Despite Bradwell’s desire to be a lawyer and the practical experience she had gained in her husband’s law office, the Illinois state court denied her a license to practice law. She appealed to the Supreme Court, but the court upheld the state’s decision. Though she made no more requests to practice law in Illinois, the Supreme Court relented and approved her application in 1890. Bradwell was finally able to realize her dreams.

2Percy Julian


Although he was limited to an eighth-grade education as a result of racial tensions in Alabama, Percy Julian would eventually become a giant in the chemical industry. His first major breakthrough happened between 1932 and 1935. Julian worked closely with one of his fellow students, Josef Pikl, to synthesize physostigmine, a compound that only existed in nature and was crucial in the treatment of glaucoma. In 1935, Julian had the proof he needed to claim that he had, in fact, made the compound in a lab. He had effectively made a way to mass-produce glaucoma treatment.

However, Julian’s biggest breakthrough came when he created a method for inexpensive production of cortisone, an important steroid for treating arthritis. The increased production of cortisone resulted in a decrease in price, making the steroid accessible to a wider population. Though Julian’s contributions to science and medicine have enabled us to enjoy increased access to steroids, he isn’t widely known, most likely as a result of racist attitudes during his lifetime.

1Frank Wills


Photo credit: Jack E. Kightlinger

Frank Wills’s vigilance as a night watchman led to one of the most infamous political scandals in American history. On the night of June 17, 1972, 24-year-old Wills was making his rounds at the Watergate office building. He happened to notice a piece of tape placed over the lock of a basement door. Wills removed it, reasoning that an employee probably left the tape over the lock to make it easier for him to come and go. However, on one of his later rounds, he noticed that a piece of tape had again been put over the lock.

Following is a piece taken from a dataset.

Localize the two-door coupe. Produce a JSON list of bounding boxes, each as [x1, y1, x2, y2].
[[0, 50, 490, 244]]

Wills called the police, who promptly arrived and locked all the doors, turned off power to the elevators, and conducted a sweep of the entire building. They eventually found five burglars on the sixth floor in the headquarters of the Democratic National Committee. Upon further investigation, police found that the men were acting on orders from Richard Nixon’s campaign committee. From there, the Watergate scandal exploded, and Nixon was forced to resign.

And what of the vigilant night watchman Frank Wills? Sadly, he left his job at Watergate soon after the burglary and struggled with employment until his death in 2000.